The Mortgage Credit Directive introduces the new category – and concept – of “consumer buy-to-let”.
Currently, buy-to-let mortgages are not subject to any form of regulation. As a result borrowers taking out a buy-to-let mortgage have less protection than other mortgage borrowers.
The MCD will mean accidental or amateur landlords will need to take out a regulated product, giving them extra consumer protection.
The Treasury has defined consumer buy-to-let as “a buy-to-let mortgage contract which is not entered into by the borrower wholly or predominantly for the purposes of a business carried on, or intended to be carried on, by the borrower”.
Consumer buy-to-let includes anyone who is planning to rent out a home they previously lived in – including people letting their property while they move in with a partner or travel abroad, or those keeping a current property to rent out while they purchase another one to live in (known as let-to-buy). Consumer buy-to-let also covers people letting a home they have inherited.
Professional landlords, on the other hand, are classed as those who buy property with the specific intent to rent it out.
What difference will the new rules make?
Landlords won’t notice anything has changed until they come to remortgage as the rules will change the way mortgages are sold. Mortgage brokers and lenders will need specific permissions from the Financial Conduct Authority (FCA) to advise and provide consumer buy-to-let loans.
Since the introduction of the Mortgage Market Review in April 2014, mortgage lenders have had to apply strict affordability criteria to residential borrowers, and conduct in-depth affordability assessments.
But they don’t have to do this with buy-to-let. Instead, lenders normally state a 'rental coverage figure' landlords need to meet. Rental cover is the rent expressed as a percentage of the mortgage, and most lenders stipulate rental cover of about 125%. This is to ensure the landlord has a cash buffer for voids or repairs.
But under the new rules consumer buy-to-let borrowers will need to undergo an affordability assessment in order to be granted a buy-to-let mortgage.
The changes could mean fewer lenders offer consumer buy-to-let mortgages due to the extra work involved. And less competition could see rates increase.
Other effects of the Mortgage Credit Directive
The MCD will affect two other categories of mortgage lending: foreign currency loans and second charge mortgages.
A foreign currency loan is defined as a mortgage in a different currency to the customer’s income, or a mortgage in a different currency to the EEA state in which the customer lives. A mortgage for a holiday home or rental property abroad is likely to fall into this category.
The new rules require lenders to monitor exchange rates and issue ‘sufficient’ warning to clients as to their level of exposure.
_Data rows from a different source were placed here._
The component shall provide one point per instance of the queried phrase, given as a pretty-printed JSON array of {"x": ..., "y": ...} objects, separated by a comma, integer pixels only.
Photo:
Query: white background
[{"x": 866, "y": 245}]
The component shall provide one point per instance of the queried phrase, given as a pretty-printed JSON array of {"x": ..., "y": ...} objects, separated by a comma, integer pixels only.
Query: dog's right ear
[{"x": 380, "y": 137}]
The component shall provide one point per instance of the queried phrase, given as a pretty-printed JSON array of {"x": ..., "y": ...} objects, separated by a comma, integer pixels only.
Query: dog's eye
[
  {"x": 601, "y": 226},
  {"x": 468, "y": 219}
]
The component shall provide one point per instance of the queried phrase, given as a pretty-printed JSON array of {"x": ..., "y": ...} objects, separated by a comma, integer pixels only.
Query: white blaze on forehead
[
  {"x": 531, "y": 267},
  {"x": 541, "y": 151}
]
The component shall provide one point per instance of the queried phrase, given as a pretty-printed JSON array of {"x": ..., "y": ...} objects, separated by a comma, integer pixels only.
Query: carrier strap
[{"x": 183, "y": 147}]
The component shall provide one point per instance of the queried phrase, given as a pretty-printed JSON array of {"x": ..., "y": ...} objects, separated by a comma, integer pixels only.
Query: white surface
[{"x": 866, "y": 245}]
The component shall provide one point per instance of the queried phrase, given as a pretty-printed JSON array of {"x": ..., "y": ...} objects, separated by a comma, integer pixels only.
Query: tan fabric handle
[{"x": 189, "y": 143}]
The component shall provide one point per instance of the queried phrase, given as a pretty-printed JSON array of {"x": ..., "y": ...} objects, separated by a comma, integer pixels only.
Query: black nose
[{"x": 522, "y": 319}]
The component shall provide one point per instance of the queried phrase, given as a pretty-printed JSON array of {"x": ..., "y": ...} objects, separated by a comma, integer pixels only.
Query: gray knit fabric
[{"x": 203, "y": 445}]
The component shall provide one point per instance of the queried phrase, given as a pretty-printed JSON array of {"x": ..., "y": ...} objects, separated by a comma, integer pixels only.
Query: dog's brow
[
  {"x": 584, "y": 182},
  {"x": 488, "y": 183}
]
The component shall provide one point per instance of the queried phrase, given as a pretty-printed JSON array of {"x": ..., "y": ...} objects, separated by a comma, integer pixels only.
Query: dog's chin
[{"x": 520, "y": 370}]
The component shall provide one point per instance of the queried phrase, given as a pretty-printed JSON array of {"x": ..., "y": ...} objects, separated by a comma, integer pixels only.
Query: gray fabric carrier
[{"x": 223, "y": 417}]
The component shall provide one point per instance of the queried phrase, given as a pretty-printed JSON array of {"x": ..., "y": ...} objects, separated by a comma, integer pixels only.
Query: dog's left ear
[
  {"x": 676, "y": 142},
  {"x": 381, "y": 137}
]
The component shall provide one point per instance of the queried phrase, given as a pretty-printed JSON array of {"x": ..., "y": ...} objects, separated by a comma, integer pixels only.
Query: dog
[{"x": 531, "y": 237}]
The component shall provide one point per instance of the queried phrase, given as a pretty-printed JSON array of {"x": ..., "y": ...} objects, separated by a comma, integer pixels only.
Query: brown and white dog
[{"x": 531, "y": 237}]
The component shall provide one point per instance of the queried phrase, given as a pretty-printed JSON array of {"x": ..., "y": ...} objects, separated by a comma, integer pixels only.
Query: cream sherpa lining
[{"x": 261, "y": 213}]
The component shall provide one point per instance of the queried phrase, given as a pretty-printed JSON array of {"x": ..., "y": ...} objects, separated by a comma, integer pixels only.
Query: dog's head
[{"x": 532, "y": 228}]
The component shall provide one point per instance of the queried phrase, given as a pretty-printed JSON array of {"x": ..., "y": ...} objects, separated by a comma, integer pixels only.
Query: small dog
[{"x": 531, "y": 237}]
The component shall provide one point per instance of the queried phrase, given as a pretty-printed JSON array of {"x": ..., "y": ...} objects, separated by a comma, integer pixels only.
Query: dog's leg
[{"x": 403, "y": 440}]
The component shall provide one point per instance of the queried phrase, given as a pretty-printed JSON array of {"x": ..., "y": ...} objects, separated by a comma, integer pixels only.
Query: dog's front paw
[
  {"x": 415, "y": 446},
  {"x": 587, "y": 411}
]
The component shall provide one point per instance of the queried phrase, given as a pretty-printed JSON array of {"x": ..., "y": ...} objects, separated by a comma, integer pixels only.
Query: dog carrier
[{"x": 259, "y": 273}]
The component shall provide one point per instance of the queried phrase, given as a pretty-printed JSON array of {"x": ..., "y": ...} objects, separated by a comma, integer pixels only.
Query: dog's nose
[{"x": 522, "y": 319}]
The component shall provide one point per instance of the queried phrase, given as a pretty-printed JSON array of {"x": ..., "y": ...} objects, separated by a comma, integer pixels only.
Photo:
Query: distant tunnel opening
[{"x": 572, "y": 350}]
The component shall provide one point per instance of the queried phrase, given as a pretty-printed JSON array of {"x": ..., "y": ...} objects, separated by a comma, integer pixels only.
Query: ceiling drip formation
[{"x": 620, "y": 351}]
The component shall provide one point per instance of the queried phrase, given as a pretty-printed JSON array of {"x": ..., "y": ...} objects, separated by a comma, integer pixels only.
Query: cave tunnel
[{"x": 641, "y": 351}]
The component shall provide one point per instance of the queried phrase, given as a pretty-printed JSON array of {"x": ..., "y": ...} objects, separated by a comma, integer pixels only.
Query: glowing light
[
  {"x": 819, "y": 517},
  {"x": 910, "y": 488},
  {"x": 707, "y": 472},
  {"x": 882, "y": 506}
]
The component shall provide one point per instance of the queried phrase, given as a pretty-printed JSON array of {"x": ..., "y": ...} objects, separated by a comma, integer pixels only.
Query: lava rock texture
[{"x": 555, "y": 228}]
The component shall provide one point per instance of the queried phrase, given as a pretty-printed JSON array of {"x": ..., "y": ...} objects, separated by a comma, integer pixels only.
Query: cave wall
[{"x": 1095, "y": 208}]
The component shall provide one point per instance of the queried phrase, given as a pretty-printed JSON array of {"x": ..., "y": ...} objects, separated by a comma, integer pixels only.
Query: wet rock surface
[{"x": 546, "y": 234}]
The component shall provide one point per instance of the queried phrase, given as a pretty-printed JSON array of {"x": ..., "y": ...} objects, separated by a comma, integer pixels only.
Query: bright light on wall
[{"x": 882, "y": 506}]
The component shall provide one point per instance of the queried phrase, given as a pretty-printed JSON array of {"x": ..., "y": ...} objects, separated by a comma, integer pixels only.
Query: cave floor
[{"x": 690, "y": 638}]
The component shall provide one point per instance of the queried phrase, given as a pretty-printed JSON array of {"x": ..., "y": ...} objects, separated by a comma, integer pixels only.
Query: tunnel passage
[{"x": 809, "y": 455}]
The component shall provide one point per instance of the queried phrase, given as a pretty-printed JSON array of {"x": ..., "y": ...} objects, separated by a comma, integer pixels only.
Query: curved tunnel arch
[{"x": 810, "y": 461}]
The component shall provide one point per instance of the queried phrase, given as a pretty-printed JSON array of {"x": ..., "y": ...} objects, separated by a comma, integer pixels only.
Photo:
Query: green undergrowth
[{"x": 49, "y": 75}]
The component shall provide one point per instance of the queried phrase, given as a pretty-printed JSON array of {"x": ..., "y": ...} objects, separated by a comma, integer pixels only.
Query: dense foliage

If two currencies fluctuate by a certain percentage, lenders will need to offer the borrower the option of switching currency.
The MCD also brings second charge mortgages under FCA regulation. Second charge mortgages are secured loans with the property put up as security. In the event of the borrower defaulting on the loan and the property being repossessed, the first mortgage lender will get its money first, then the second charge lender.
Second charge mortgage interest rates are generally higher than first charge mortgages and this sector of the market typically has a high level of arrears. The MCD means that borrowers applying for second charge loans will have to undergo similar affordability assessments to mainstream mortgage customers.